以前は不受理申出書には六ヵ月という有効期間がありましたが、法改正により現在は無期限で有効となっています。
離婚届を提出された場合
離婚届が受理され離婚が成立してしまうと、離婚を無効とするための調停を起こして相手に離婚無効を求めるか、調停で解決しなければ裁判を起こし離婚無効の判決を得ないといけません。
不受理申出書の提出
不受理申出書は役所で受け取るか、離婚届不受理申出からダウンロードできます。
本籍地以外の役所に提出しても構いませんが、申出先は本籍地の市区町村長にすることを忘れずに。必ず申し出る本人が提出しなければいけませんので、提出の際には運転免許証など本人確認ができるものが必要です。代理人や郵送は受け付けてもらえません。
不受理申出書の取り下げ
不受理申出取下書は役所で受け取るか、不受理申出の取下げからダウンロードできます。
夫婦が合意したうえで離婚届を提出する場合は、不受理申出取下書を提出してからでないと受理されません。不受理申出取下書は申し出た本人が記入し、不受理申出書と同じ印鑑を使用してください。
無理やり離婚届を書かされた場合
暴力や脅迫、あるいは騙されて離婚届に署名押印をさせられて離婚が成立してしまった場合には、家庭裁判所に離婚取下げの申し立てをおこないます。

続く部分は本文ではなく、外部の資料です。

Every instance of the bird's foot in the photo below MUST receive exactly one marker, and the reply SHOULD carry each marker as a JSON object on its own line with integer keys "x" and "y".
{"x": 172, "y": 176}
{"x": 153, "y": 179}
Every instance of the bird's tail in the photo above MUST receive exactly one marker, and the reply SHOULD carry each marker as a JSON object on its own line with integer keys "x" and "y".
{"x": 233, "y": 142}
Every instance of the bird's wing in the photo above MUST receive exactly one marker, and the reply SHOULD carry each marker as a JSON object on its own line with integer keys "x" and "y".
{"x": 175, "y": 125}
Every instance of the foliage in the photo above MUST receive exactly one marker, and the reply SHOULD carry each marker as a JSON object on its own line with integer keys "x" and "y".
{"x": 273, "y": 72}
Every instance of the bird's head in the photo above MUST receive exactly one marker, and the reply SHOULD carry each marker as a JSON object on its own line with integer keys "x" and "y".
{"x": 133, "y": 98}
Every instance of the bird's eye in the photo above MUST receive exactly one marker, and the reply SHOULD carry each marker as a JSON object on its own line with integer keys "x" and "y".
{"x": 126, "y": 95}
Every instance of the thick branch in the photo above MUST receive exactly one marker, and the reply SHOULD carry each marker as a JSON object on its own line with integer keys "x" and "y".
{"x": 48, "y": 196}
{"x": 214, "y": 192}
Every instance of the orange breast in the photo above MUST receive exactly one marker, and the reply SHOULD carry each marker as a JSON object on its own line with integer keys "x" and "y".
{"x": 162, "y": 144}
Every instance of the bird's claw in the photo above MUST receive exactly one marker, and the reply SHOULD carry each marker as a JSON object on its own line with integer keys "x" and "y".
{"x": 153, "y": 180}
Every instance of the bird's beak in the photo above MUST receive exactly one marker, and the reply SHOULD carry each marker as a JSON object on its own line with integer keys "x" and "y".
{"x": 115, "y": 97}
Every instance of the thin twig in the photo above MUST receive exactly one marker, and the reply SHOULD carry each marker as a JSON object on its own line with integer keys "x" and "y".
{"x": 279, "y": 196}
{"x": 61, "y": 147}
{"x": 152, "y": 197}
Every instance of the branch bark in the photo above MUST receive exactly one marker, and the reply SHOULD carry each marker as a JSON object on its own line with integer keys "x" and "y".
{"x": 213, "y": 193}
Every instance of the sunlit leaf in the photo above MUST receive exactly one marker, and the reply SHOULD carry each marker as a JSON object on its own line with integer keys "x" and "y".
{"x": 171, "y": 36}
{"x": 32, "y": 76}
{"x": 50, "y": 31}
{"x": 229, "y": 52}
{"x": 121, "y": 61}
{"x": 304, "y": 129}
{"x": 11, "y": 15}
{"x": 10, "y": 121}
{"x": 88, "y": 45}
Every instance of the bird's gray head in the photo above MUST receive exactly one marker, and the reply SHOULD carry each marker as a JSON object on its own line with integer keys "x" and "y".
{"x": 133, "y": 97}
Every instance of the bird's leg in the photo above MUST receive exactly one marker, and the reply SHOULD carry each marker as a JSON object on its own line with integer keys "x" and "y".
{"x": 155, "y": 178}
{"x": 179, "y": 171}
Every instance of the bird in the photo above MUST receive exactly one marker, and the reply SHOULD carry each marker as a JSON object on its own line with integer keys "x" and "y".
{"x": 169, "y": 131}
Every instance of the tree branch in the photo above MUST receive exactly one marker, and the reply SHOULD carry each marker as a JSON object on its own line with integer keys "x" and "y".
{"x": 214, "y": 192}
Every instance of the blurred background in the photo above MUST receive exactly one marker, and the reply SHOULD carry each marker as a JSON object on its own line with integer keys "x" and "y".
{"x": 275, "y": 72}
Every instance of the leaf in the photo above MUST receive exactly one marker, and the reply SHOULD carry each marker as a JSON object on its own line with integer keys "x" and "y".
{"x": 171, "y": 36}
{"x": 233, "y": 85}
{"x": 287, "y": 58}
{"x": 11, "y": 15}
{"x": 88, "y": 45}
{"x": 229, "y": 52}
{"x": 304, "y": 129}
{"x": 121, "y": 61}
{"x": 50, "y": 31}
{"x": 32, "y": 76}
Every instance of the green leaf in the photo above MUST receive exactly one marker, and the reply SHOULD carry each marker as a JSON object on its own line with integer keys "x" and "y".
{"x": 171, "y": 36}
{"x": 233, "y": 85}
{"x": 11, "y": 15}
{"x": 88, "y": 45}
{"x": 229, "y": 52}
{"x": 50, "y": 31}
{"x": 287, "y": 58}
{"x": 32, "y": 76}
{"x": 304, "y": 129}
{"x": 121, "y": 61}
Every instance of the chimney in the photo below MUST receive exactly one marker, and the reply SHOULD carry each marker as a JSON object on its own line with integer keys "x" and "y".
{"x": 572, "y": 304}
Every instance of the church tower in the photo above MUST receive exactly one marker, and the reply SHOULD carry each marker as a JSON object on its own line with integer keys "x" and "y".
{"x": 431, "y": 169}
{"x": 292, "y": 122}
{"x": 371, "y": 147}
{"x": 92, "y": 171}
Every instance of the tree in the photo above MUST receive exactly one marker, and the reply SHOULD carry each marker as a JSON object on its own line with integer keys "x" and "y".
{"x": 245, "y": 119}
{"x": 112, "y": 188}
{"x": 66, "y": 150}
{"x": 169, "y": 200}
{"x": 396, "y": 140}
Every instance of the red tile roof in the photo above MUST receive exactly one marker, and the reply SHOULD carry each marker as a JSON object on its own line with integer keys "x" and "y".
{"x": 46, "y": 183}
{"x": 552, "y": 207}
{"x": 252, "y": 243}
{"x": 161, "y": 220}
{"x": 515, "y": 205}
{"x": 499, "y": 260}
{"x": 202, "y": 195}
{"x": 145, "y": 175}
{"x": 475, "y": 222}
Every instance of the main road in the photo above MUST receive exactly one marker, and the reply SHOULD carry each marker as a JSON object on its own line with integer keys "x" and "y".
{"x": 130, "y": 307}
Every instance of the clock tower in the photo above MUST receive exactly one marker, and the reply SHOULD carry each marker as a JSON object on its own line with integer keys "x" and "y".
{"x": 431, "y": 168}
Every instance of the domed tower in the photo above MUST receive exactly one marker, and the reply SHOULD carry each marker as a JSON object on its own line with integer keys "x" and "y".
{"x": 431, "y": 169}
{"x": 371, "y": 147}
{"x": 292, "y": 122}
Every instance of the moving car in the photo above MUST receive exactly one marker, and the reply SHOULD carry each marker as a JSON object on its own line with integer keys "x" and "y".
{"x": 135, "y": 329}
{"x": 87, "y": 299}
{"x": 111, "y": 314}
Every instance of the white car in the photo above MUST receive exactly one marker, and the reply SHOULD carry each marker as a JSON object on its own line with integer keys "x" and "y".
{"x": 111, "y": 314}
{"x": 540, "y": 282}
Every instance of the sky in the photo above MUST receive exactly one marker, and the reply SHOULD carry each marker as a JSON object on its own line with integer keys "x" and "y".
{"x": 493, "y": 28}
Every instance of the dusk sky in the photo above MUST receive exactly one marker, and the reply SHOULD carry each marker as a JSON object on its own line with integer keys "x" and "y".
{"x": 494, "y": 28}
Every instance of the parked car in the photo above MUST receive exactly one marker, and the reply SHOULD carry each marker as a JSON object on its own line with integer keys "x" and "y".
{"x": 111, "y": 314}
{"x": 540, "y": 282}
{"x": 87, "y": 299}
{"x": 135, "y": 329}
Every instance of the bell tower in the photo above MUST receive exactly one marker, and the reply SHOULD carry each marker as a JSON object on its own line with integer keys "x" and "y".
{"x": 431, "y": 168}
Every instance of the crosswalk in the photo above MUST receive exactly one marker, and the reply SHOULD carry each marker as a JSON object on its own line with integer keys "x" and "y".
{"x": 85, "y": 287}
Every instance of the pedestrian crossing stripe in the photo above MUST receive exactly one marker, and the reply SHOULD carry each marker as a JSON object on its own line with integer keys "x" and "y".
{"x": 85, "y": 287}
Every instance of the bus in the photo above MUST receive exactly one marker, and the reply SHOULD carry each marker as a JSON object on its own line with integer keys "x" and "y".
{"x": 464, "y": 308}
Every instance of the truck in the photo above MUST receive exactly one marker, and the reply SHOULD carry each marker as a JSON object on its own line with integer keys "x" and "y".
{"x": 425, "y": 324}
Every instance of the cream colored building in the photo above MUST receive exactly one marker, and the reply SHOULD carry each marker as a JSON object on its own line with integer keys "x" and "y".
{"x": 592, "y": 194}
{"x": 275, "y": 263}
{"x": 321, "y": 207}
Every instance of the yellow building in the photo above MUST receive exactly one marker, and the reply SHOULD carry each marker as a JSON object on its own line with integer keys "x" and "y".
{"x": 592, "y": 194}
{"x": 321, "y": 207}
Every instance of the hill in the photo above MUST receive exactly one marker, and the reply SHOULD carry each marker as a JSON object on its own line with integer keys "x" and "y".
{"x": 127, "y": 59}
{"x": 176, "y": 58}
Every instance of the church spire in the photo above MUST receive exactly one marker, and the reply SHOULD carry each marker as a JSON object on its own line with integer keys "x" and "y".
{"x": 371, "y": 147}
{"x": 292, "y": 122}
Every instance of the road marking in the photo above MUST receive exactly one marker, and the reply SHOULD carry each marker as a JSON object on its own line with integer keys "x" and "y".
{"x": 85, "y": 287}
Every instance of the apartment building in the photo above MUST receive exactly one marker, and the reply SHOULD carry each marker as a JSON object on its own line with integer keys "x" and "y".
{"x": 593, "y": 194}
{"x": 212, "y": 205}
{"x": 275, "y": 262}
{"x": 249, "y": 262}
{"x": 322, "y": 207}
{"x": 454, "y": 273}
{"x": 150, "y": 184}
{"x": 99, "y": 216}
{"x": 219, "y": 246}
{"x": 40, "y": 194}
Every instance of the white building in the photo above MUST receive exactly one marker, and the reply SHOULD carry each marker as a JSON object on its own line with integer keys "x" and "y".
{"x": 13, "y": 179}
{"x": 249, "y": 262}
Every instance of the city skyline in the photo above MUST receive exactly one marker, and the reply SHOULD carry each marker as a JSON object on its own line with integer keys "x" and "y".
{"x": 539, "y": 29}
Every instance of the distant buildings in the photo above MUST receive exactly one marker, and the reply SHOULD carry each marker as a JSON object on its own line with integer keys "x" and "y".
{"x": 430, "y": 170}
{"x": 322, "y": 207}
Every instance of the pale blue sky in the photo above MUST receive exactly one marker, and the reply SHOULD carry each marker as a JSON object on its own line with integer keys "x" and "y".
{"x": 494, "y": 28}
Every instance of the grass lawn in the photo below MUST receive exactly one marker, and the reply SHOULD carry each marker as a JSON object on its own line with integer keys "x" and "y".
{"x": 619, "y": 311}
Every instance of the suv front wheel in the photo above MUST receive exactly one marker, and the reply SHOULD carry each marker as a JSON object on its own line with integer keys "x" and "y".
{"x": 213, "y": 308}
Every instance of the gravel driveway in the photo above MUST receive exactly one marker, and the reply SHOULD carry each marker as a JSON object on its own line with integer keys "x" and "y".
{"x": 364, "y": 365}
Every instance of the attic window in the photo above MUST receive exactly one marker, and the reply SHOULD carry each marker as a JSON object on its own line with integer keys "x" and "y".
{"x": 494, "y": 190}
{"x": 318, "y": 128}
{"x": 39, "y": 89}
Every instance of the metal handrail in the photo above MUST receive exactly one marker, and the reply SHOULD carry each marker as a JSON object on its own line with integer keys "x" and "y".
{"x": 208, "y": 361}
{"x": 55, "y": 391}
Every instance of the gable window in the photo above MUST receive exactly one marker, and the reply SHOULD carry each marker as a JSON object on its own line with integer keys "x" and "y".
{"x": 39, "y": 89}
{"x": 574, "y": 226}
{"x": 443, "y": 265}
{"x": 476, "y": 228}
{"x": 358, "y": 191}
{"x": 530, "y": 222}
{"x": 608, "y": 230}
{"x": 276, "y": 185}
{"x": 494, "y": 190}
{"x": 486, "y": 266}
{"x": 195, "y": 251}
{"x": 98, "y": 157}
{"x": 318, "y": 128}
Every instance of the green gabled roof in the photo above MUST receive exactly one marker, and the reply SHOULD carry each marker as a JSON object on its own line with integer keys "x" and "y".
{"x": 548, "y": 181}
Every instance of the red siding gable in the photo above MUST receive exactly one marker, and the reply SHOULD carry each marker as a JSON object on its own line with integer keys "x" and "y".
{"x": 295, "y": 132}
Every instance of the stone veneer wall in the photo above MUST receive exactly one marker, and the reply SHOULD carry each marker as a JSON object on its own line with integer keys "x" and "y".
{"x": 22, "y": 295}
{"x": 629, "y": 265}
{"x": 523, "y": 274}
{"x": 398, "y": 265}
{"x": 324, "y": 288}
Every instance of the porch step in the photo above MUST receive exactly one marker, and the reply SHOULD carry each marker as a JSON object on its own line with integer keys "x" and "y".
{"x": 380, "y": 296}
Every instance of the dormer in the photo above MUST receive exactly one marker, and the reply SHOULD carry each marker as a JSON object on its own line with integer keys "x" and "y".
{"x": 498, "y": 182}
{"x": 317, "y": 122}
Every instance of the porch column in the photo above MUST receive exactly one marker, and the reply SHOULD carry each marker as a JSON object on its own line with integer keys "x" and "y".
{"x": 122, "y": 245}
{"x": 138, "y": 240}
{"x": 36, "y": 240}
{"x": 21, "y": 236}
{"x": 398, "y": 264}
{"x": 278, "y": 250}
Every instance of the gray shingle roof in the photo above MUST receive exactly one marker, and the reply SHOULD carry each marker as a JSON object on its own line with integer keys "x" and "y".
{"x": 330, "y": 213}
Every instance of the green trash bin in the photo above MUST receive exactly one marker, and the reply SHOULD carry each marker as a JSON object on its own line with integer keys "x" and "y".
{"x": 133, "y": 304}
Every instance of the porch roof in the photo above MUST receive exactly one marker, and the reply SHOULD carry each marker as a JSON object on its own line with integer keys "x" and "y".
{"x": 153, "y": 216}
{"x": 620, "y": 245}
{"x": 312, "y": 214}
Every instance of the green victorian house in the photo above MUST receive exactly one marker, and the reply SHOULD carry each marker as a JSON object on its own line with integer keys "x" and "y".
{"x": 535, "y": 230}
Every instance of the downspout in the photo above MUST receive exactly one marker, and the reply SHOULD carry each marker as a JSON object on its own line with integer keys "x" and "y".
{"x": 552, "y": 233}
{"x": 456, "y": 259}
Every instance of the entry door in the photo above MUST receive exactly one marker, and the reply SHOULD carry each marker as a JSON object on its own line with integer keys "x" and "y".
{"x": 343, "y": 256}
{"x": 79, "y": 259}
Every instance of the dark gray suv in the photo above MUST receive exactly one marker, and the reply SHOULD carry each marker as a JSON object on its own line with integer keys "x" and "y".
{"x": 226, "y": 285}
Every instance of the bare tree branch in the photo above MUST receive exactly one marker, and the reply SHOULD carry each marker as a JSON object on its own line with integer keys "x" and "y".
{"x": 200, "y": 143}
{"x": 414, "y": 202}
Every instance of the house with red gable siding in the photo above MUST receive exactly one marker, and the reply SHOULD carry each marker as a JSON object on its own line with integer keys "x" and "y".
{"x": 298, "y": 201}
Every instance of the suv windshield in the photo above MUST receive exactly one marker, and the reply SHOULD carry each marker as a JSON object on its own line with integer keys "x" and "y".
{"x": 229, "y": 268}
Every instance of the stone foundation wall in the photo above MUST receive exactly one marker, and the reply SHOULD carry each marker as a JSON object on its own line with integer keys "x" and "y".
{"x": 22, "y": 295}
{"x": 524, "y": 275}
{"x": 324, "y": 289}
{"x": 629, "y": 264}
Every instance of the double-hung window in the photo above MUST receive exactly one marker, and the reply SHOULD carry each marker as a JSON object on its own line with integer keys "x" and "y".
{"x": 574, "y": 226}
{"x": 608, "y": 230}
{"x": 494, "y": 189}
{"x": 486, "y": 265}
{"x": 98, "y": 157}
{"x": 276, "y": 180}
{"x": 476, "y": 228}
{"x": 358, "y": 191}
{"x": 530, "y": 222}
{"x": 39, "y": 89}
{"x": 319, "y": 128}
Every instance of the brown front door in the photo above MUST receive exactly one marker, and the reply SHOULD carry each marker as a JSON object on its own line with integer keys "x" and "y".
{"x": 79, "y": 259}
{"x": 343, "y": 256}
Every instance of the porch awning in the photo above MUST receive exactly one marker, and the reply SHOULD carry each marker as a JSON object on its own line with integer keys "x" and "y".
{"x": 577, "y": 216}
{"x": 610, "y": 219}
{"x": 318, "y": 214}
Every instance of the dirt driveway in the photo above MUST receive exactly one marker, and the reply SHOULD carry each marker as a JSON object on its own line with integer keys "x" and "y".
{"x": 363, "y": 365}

無理やり作成させられたとしても、この離婚届は偽造されたわけではないため離婚無効にはならず、離婚は有効に成立したことになります。しかし本人の意思に背いているので離婚の取消を求めた直訴手続きを行うことができます。
直訴手続きを行える期間には制限があり、離婚届が提出されたことを発見してから三ヵ月間です。それを超えると取消権は消滅します。この取消権は本人にだけ与えられるもので、第三者によって離婚を取り消すことはできません。